My eighteen-year-old cat is dying of renal failure. During the last week she’s had multiple strokes, and can barely walk. She’s nearly blind. Most of the time she sleeps, deeply, and when she stirs, I carry her to where she can pee, wait till she’s done, carry her to the water dish, wait till she’s done, put her on the table, and feed her canned food tiny bite by tiny bite. I haven’t killed her because she still purrs when she eats, and she is not showing signs of pain or terror. But here’s the point: I feed her canned turkey and cheese, canned chicken and salmon, and canned beef with gravy. These turkeys, these cows, these chickens, these salmon, are raised, again, in horrific conditions. The “product” is mass-produced at tremendous psychological (for the victims) and ecological cost. These horrors are systematic. The people perpetrating these horrors are not perpetrating them to feed gods, or even primarily to feed cats, but rather to make money.

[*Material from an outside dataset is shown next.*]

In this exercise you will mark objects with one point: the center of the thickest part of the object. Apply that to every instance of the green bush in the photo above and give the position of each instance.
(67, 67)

Just yesterday in the newspaper I read that a wealthy homeowners’ association near San Francisco asked for and received permission to kill one hundred acorn woodpeckers. The reason? The birds are poking holes in the houses (built in a forest which constitutes the birds’ home, for crying out loud), annoying residents, and reducing property values (in a collapsing market; perhaps they’d be better served, financially, to get a permit to kill those really responsible for the financial devaluation of their houses). These birds will be killed not to feed gods, but rather for financial reasons.

Between 17 and 70 million animals are killed—sacrificed is the word they actually use—annually by vivisectors. These are not killed to feed gods, but rather to make money. And don’t give me any shit about advancing knowledge; why do they want to advance knowledge? To make money.

But the motivation isn’t the point here. The point is that this culture routinely sacrifices others, and indeed is sacrificing the entire planet to maintain this way of life.